The Santa Barbara City Planning Commission on March 5, 2026 voted to forward a draft short‑term rental ordinance to the city ordinance committee, asking staff for detailed follow‑up on enforcement tools, projected transient occupancy tax (TOT) impacts, parking waivers and whether a cap or lottery model would better distribute short‑term rentals across neighborhoods.
The commission heard a multi‑hour staff presentation from project planner Laura Bridal and an interdepartmental team, who said the draft ordinance was written to preserve long‑term housing and provide an online licensing path to regulate and mitigate neighborhood nuisance. Bridal told the commission the ordinance is designed to “engineer compliance” through screening, operational standards and posting requirements, and that staff coordinated iteratively with the California Coastal Commission while drafting the coastal provisions.

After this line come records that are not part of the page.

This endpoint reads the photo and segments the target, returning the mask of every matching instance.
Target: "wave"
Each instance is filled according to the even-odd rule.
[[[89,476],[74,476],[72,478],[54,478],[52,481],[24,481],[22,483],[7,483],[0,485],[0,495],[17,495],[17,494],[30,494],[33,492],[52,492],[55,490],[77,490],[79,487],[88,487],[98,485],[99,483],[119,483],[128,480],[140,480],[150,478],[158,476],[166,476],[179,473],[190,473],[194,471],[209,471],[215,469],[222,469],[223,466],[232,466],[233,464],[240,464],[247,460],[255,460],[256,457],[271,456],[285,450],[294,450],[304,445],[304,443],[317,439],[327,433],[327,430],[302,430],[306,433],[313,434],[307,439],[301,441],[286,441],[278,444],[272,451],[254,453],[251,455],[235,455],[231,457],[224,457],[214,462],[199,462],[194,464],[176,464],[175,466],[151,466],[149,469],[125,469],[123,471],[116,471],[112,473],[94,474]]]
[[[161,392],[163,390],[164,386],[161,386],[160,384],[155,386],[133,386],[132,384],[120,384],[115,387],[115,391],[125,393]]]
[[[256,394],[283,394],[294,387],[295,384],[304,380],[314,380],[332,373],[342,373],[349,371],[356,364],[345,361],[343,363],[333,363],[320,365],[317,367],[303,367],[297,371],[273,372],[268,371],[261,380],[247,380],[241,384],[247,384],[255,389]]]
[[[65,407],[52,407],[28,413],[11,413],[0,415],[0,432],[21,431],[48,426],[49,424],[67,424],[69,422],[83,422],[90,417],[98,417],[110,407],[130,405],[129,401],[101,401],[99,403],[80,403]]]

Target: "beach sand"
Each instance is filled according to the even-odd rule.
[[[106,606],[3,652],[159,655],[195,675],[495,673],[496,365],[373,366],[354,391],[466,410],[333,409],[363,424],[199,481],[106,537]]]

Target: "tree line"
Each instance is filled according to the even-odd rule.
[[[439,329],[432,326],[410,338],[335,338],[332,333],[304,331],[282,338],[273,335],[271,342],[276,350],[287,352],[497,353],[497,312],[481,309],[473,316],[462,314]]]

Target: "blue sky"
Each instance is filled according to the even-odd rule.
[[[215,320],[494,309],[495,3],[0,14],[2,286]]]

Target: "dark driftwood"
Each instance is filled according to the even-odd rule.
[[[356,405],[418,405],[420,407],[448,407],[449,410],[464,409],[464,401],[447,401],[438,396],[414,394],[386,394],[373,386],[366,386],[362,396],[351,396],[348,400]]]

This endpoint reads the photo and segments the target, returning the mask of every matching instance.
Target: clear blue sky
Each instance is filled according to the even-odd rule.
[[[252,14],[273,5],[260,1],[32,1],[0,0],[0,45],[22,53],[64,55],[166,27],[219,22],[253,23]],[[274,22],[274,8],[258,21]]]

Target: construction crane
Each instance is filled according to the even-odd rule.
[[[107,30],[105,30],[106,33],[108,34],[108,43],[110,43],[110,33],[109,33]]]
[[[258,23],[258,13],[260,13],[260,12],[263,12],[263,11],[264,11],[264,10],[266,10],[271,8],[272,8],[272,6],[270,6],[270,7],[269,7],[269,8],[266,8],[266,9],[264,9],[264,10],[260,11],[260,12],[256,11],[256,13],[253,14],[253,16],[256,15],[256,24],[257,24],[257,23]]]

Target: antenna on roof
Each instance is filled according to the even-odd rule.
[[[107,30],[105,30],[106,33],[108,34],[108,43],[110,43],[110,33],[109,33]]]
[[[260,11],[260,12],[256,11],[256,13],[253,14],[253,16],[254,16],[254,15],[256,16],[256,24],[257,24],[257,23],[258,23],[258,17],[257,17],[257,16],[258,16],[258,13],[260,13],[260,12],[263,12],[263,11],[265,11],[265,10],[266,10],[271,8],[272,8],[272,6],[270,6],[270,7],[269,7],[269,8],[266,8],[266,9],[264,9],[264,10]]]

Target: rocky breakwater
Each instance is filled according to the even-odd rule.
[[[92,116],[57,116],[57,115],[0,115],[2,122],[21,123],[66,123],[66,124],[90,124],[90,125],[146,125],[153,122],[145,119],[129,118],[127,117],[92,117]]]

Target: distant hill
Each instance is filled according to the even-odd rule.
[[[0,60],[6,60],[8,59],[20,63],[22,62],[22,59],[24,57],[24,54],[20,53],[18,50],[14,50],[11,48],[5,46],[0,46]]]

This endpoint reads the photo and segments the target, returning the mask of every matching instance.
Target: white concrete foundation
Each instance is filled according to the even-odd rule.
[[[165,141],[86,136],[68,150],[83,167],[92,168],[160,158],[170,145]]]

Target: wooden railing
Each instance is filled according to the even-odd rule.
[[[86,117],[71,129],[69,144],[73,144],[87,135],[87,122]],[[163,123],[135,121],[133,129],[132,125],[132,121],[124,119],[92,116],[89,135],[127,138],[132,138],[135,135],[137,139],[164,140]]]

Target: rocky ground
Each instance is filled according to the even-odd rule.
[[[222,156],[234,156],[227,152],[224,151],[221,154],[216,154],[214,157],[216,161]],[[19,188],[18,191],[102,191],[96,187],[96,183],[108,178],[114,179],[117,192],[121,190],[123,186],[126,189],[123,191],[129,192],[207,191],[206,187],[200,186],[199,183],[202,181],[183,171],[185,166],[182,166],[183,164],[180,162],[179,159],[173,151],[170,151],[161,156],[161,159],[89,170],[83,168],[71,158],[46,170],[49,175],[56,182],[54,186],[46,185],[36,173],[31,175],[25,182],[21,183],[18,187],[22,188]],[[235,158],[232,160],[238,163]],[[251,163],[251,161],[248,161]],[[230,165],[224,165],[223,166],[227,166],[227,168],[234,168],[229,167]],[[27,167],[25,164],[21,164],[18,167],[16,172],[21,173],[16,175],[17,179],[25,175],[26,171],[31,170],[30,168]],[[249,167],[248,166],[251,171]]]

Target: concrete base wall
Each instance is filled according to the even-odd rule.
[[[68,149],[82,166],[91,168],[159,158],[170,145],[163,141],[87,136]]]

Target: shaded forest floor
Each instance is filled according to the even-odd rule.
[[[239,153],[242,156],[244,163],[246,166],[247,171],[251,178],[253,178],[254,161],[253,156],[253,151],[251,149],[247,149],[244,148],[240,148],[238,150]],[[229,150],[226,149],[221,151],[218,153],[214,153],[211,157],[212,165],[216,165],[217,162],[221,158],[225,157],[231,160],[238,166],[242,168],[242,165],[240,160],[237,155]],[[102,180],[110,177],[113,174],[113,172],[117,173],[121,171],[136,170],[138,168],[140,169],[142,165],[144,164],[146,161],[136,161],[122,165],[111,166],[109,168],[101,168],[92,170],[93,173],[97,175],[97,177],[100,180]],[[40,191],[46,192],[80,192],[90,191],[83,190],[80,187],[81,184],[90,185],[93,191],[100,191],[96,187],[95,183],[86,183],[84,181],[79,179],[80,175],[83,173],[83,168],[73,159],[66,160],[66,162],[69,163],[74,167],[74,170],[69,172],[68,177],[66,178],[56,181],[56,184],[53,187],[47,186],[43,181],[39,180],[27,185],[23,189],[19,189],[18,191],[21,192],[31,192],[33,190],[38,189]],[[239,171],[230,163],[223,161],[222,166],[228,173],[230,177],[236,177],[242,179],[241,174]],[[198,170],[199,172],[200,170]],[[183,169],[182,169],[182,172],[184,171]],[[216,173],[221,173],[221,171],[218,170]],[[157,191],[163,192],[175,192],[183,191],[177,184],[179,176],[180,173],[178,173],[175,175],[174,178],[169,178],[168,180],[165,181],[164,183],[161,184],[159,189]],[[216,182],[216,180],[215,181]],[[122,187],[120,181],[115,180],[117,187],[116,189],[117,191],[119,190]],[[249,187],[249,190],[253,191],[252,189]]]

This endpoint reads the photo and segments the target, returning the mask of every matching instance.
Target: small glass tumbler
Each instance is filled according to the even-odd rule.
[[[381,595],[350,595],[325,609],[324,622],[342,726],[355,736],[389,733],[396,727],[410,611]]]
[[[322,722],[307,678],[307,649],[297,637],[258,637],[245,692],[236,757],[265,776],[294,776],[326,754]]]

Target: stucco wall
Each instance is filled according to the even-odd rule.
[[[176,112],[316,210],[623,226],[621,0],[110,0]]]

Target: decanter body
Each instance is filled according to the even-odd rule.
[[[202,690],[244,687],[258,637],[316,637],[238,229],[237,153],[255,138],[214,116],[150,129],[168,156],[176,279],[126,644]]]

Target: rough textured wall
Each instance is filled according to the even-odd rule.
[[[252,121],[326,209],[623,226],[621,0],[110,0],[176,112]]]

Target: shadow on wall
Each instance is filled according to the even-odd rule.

The draft would allow whole‑house short‑term rentals only inside a defined coastal license area and certain commercial zones, while allowing “home shares” — hosted rentals where a resident is present — more broadly in parts of the coastal zone. The proposal includes occupancy limits, quiet hours (10 p.m.–7 a.m.), a requirement that a property manager respond to complaints within 30 minutes, and outside and inside postings with manager and city enforcement contact information. Staff said existing legally authorized conversions (about 25 properties identified through prior change‑of‑use permits) would be grandfathered; other operators who have paid TOT or hold a business tax certificate but lack a land‑use conversion would need to apply for licenses under the new program.
Public commenters were sharply split. Neighbors described repeated late‑night parties, noise and safety concerns in neighborhoods such as Yankee Farm/Braemar and the Mesa and urged stricter limits; owners, managers and business groups — including the Santa Barbara Association of Realtors and short‑term‑rental alliances — warned the draft would eliminate visitor capacity in the coastal zone, threaten low‑cost visitor accommodation and produce large TOT losses. Representatives for STR industry groups and planners argued the ordinance as drafted would functionally operate as a ban in the coastal zone and urged grandfathering for longtime operators and clearer transition rules. One commenter cited an estimate that permitted STRs generate roughly $4 million a year in TOT; staff said finance is preparing more precise revenue analyses to accompany future council hearings.
Commissioners used the question period to press staff on several unresolved issues: the gap between the roughly 25 conversion permits staff identified and the much larger numbers of listings seen on platforms; how home shares would be verified and enforced; the treatment of accessory dwelling units; the practicality of parking standards that require off‑street parking proportions similar to single‑family requirements; and whether listing platforms would cooperate in removing noncompliant ads. Staff said enforcement tools would include SBConnect complaint tracking, code enforcement follow‑up, platform takedown requests and reliance on advertising listings to detect inconsistencies between licensed use and what is being advertised.
Chair Boss moved that the commission forward the draft ordinance to the city’s ordinance committee with a list of follow‑up requests: targeted analysis and options for parking waivers, a full TOT impact analysis, enforcement details and assurances (including platform cooperation), annual reporting metrics on TOT, enforcement and housing outcomes, and a comparative analysis of the drafted zoning‑based approach versus a cap/density/lottery model and how to transition existing operators (the disparity between permitted conversions and operational listings). The motion passed on a roll‑call vote.
Next steps: staff said the ordinance committee review is planned in April, with council introduction and potential adoption targeted for mid–late May; staff would then send the adopted coastal provisions to the California Coastal Commission (staff estimated the Coastal Commission review would take six to 12 months). Commissioners and public speakers repeatedly emphasized that the outcome hinges on more complete revenue and enforcement analysis and on whether the Coastal Commission accepts the balance between preserving housing and maintaining visitor‑serving accommodations.
The planning commission’s recommendation will inform the ordinance committee and city council as staff completes the requested analyses.